(All of the books and stories mentioned here the Mechanics Institute Library provides to members as eBooks).
When we think to ourselves that we do not live in ordinary times we have to wonder whether our experience would look at all unique to those who lived in other places at other times. The Russians lived through times of crisis, with an incompetent and often cruel government. In the 19th century a satirist named Mikhail Saltykov-Shchedrin wrote A History of a Town, that tells the story of townspeople who, generation after generation, submit to the increasingly cruel and bizarre dictates of the towns leaders. Sound familiar?
"Everything worth learning about life you can learn from reading Chekhov," is an aphorism I truly believe. In The Bet, he tells the story of a man who bet his fortune that no one could live in isolation for 20 years. For us it's only been a few months, but we all can relate to this story, perhaps in ways we could not before?
In The Grasshopper, a vain, celebrity-obsessed woman takes her physician husband for granted, failing to appreciate until it's too late his generous and self-sacrificing soul and the essential work he did for so many people. I cannot help see the parallels to our present situation in which people most of us took for granted carry out their work under extremely difficult conditions without hazard pay. Similarly, How a Muzhik Fed Two Officials by Saltykov-Shchedrin tells a fable of how a peasant does all the work to support two officials stranded on an otherwise uninhabited island. And in Agafya, a charming person proves shallow and destructive once you've become better acquainted with him. Again, sound familiar? And one of my all time favorite Chekhov stories, Ward No. 6, provides an indirect answer to the question: "Where do you find the only sane person in an insane world?"
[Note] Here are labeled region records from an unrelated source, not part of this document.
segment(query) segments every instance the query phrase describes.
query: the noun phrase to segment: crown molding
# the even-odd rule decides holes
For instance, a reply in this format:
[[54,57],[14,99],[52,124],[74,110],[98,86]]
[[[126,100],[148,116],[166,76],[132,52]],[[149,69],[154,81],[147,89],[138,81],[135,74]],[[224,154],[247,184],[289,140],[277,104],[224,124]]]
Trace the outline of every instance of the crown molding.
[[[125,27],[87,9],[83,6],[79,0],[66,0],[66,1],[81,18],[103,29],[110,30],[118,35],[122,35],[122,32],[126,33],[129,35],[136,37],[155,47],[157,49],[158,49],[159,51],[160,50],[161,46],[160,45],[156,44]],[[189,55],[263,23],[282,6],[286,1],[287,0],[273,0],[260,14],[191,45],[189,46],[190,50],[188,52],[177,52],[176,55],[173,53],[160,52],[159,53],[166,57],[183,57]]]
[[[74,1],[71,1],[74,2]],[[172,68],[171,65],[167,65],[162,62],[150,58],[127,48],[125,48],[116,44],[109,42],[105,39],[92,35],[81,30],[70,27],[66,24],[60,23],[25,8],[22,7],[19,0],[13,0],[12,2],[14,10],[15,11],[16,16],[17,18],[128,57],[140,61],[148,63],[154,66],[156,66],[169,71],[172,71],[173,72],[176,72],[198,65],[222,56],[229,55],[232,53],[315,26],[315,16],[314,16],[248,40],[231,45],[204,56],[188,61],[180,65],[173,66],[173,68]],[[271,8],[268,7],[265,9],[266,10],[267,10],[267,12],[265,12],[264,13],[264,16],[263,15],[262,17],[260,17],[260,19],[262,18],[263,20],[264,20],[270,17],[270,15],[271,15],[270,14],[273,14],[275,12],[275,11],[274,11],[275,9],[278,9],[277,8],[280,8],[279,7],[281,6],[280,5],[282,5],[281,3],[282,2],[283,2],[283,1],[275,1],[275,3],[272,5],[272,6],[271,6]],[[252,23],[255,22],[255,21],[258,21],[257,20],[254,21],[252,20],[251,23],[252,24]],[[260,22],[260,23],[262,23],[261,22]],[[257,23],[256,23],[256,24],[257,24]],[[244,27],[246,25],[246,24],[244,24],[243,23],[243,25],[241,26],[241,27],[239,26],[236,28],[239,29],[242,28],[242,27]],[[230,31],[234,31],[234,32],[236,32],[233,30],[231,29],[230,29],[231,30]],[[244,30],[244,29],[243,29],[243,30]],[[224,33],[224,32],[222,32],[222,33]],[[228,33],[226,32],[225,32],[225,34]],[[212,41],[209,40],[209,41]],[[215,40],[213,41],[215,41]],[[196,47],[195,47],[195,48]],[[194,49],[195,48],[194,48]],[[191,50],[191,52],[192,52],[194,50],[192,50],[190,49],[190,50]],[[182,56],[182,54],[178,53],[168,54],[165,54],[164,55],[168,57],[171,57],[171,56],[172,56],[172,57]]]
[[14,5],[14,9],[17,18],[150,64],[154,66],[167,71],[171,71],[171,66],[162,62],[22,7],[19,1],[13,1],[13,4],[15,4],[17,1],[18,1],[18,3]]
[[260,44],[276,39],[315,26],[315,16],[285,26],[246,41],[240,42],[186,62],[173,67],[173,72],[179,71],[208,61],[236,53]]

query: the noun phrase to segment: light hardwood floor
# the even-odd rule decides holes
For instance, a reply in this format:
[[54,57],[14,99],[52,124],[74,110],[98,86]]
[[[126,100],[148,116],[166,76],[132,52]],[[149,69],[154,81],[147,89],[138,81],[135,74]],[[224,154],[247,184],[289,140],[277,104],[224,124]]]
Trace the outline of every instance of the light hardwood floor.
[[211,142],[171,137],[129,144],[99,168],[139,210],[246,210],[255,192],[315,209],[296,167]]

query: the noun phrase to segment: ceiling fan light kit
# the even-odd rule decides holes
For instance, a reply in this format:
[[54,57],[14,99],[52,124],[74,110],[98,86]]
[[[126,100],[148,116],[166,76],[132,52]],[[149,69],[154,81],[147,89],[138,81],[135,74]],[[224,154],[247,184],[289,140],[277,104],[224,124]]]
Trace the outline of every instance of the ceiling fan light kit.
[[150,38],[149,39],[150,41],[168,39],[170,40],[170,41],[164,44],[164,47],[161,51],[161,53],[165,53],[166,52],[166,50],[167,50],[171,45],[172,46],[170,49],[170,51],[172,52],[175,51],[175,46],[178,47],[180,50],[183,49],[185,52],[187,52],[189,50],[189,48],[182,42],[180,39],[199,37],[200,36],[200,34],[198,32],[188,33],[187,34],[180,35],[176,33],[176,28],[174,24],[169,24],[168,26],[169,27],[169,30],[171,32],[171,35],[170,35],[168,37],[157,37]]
(The Bet and How a Muzhik Fed Two Officials appear in Best Russian Short Stories Compiled and Edited by Thomas Seltzer. Seltzer's anthology remains on of the most highly regarded translation of the stories it contains).
Russian authors had to contend with censorship during the Tsarist regime but many found imaginative and inventive ways to "write around" the censors. Aleksander Radishchev's famous Journey from St. Petersburg to Moscow read like a plain vanilla travelogue to the censors, describing a traveler's experiences going from one of the empire's major cities to the other. But after its publication, with its descriptions of the harsh conditions in which serfs had to live contrasted with the extravagant livestyle of Catherine the Great's favorite, Count Potemkin, the fact that he not only wrote a work of fiction disguised as a travelogue but also a deliberately subversive work earned the author a death sentence, commuted to exhile in Siberia. (You can check out an ebook copy of Journey from St. Petersburg to Moscow by registering, for free, with the Internet Archive).
We also have satirical Russian literature eAudiobooks. One of my favorites, The Master and Margarita by Mikhail Bulgakov (and read expertly by George Guidall), tells the story of how the Devil visits the Soviet Union in the 1930s and fits right in. The story within the story about Pontius Pilate shows a remarkable abilty for compelling story-telling and as read in the audiobook shows Pilate in different light than any other work of literature.
[The picture for this post, Russian Man (Antonion Zeno Shindler, 1813-1899. The Smithsonian American Art Museum.) comes from Smithsonian Open Access provided by the Smithsonian Institution, which has made over 3 million of its ditiized images freely available.]